Effects of Oral Cholecalciferol (Vitamin D3) on Bone Health, Neuromuscular Function, and Quality of Life in Adults With Chronic Kidney Disease

Not Applicable

Completed

• Conditions: End Stage Renal Disease
• Interventions: Dietary Supplement: cholecalciferol; Dietary Supplement: placebo

• Registration Number: NCT00511225
• Lead Sponsor: Creighton University

Brief Summary

Will oral vitamin improve strength, bone quality, pain and quality of life.

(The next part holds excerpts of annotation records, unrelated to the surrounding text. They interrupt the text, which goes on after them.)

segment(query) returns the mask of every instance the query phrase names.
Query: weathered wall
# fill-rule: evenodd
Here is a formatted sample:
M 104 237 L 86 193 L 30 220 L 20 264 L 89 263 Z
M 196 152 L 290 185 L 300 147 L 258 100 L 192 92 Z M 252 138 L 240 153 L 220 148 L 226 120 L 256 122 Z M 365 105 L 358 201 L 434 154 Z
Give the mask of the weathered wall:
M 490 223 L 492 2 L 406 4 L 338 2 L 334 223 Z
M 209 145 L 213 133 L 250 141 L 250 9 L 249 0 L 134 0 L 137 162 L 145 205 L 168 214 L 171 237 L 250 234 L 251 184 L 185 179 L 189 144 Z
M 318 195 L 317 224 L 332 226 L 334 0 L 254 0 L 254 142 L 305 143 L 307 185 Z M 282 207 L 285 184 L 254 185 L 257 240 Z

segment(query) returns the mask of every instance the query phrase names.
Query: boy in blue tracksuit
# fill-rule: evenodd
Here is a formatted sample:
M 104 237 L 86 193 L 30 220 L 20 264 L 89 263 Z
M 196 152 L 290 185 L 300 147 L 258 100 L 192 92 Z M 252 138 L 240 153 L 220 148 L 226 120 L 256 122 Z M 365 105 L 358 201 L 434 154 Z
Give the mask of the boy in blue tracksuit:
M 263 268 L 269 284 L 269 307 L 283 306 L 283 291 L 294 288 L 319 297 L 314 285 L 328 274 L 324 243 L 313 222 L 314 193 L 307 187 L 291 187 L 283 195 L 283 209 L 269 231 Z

This is a double blind, randomized placebo controlled study using 10,000 IU of cholecalciferol vs placebo.

Detailed Description

The proposed study is be a randomized, double-blind, placebo-controlled trial of supplementation with oral vitamin D3.

Each subject will take a once-weekly capsule containing vitamin D3 or a an identical-appearing placebo for a treatment period of 15 weeks.

Subjects will be assessed for Bone pain and tenderness, Neuromuscular function, physical performance score, and Quality of life assessment.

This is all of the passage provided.